Having wrapped up the first two weeks of school, students are no doubt thinking less about “what beach shall we visit today” and thinking more about how to get the most bang for their “at-home-study buck.” We are nothing if not helpful here at Providence, so here are a few basic study tips designed to help even the most experienced student to maximize the effectiveness of study time.
- While this might seem too obvious to mention, don’t study what you already know. A quick review of familiar material is never a bad idea, but spend the bulk of your time on material that is less familiar to you. This is good time management.
- While you may fancy yourself a master of multi-tasking, evidence shows that people learn better, with less effort and with longer lasting results—when working in an atmosphere devoid of distractions. Thus, make sure you have a good environment in which to study—a place that is organized and peaceful with good lighting. It is best not to have on any music, unless it is something peaceful that is turned on quietly. Cell phones, television, and social media should NOT be a part of your learning environment.
- Avoid lying down to study—it’s too easy to fall asleep! And when you are trying to memorize something, walk around and memorize. It’s weird, but it works!
- When deciding what to study first, get to know yourself. Some people really need to knock out the shorter assignments in order to free themselves up to focus on the longer or more taxing work. Others prefer to take on the most challenging work while they are most rested. Whatever you do, do NOT procrastinate. It only makes you feel rushed and it seldom results in your best work. If you have an afterschool or evening activity, don’t wait until you get home to start your homework; take a bit of a break, get yourself a snack, and get at least something done. You will feel so much better and again, you will learn more and do better work. Thinking that you will get up early in the morning to finish what you didn’t get to the night before always sounds like a good idea, but too often backfires.
- Memory Work: Read over your memory work several times a day rather than waiting until the last minute to shove it all into your brain at once. Similarly, when you are given something to study, chunk it out. Study a little each day rather than stockpiling it. The more times you “visit” something, the deeper it goes into your long-term memory. And again, just speaking practically, it is better to enjoy many small courses over time rather than to gorge yourself in one sitting. Unless, of course, it happens to be Thanksgiving.
- Take the time to stay organized. Put your papers in their proper places so you don’t waste time trying to find them or finding out to late that you do not have what you need to study.
- Use your planners to write down clear directions from your teachers, and if you are unclear about anything, ask the teacher right then and there. Also, make sure that before you leave school (or even the class), you have everything you need.
- When preparing for tests:
- Start as early as possible and “chunk it out.”
- Put all your materials together in one neat pile.
- Use your study guides! Don’t spend time studying what you have not been asked to know.
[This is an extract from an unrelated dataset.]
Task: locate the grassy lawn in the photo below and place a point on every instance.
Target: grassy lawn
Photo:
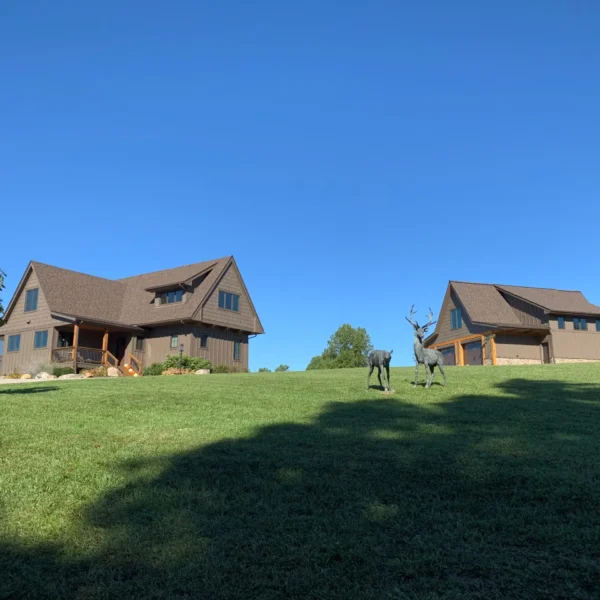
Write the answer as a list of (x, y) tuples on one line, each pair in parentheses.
[(303, 485)]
Highlight places where information can be found that addresses the items listed on your study guide, but do not substitute highlighting “or looking over your notes” for true learning.
- After receiving a study guide, begin to match up what it says with what resources you have and identify any questions that you do not know where to find the answer to. This means that you will have organized your notes and handouts and readings etc. and at least skimmed them to recall information that can be lined up with the study guide. If you find gaps, having done this preliminary prep early allows you to talk to your teacher while there is still time to help direct you to where to find answers.
- Prepare for essay questions in advance when you have time to draw on all your sources and think about what you can or want to say and how you will say it. Try making an outline to help you learn the material and to organize your ideas.
- If you choose to study with others, make sure you have done some pre-studying ahead of time.
- Get enough sleep the night before; do not push yourself to study late into the night as it has been proven that your brain needs time to process, which is does while you are sleeping. You will only be able to do this if you have started early and not waited until the last minute to begin studying.
- Wake up a few minutes early on the day of the test and review the exam materials. You will probably be pleasantly surprised to see how much you remember after having applied yourself diligently in the days leading up to the test.
These are just a few basic and common sense tips for optimizing your study time. If you would like to share other ideas, contact Mrs. England.
In the meantime, grab a cold class of milk, find a comfortable place to lay out your books, and let the learning begin!